Early-onset Alzheimer's, a excellent form of the disease, begins in middle age and runs in families. Late-onset Alzheimer's has a genetic component influenced by lifestyle factors, according to the agency. There is no prescription for Alzheimer's disease, but a few drugs can hand reduce symptoms for a time, according to experts.

German Scientists Have Found That Many Food Supplements For Weight Loss Are No Better Than Placebo

German Scientists Have Found That Many Food Supplements For Weight Loss Are No Better Than Placebo.
A big bunch of weight-loss supplements don't appear to knead any better than placebos (or fake supplements) at helping rank and file shed pounds, a new study has found. German researchers tested placebos against weight-loss supplements that are all the rage in Europe. The supplements were touted as having these ingredients: L-Carnitine, polyglucosamine, cabbage powder, guarana egg powder, bean extract, Konjac extract, fiber, sodium alginate and unavoidable plant extracts.
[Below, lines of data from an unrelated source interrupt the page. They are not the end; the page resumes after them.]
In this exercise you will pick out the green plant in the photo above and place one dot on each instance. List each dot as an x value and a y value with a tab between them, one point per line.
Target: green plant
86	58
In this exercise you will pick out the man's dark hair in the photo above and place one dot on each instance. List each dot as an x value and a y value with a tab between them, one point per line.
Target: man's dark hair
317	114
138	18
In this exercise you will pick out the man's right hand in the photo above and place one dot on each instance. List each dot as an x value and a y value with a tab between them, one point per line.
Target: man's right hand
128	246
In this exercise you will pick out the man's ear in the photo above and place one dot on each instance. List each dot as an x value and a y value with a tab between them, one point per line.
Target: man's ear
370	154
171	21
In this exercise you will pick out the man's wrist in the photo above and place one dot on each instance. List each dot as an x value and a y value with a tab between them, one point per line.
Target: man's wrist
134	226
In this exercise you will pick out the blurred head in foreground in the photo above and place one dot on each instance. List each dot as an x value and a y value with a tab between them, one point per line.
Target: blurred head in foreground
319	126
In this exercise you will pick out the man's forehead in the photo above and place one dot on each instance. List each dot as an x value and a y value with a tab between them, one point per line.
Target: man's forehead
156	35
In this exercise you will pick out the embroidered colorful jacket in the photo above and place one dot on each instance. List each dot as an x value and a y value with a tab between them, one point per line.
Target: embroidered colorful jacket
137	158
So "We found that not a single product was any more effective than placebo pills in producing burden loss over the two months of the study, regardless of how it claims to work," said researcher Thomas Ellrott, belfry of the Institute for Nutrition and Psychology at the University of Gottingen Medical School in Germany, in a word release from the International Congress on Obesity in Stockholm, Sweden. The researchers tested the products and placebos on 189 overweight or overweight people, of whom 74 percent finished the eight-week study.

Wednesday 1 March 2017

Computer Simulation Of The New Look Of The Nose

Computer Simulation Of The New Look Of The Nose.
Computer imaging software gives patients a properly first-rate idea of how they'll look after a "nose job," and the mass value the preview process, a new study finds. The "morphing" software, reach-me-down by plastic surgeons since the 1990s, appears to improve patient-doctor communication, surgeons tortuous with the study said. "Having an image of an individual in front of you and manipulating that nose on the veil is better than the patient showing me pictures of 15 other women's noses she likes," said Dr Andrew Frankel, elder study author and a plastic surgeon at the Lasky Clinic in Beverly Hills, Calif. "It's her semblance and her nose".

Patients who thought their computer image was accurate tended to be happier about the results, the reflect on found, while plastic surgeons were less likely than patients to think the computer archetype correctly predicted how the remodeled nose turned out. The study is in the November/December daughter of the Archives of Facial Plastic Surgery.

The imaging software was a major step forward in the everyone of rhinoplasty, or plastic surgery of the nose. "Before computer imaging, people would bring in pictures of celebrities or other noses they liked and would say, 'Could you think me look like this?'" Frankel said.

But reassuring that was often impossible, plastic surgeons said. Plastic surgeons can break bone, crop off or reshape the cartilage that makes up the lower two-thirds of the nose, even graft cartilage from other areas of the body onto the nose, but they are still predetermined by the nose's basic structure.

And "I have to constantly communicate to the patient what are moderate expectations," said Dr Richard Fleming, a Beverly Hills plastic surgeon. "If big noise comes in with a huge Roman nose and they want a little turned up pug nose, you're not universal to give it to them. It cannot be accomplished".

And even nearly identical noses will look different on different people. "Everything else about the obverse structure and the person could be different - the skin color, eyes, apex - there is no translation between some Latina celebrity's nose and some Irish 40-year-old's nose".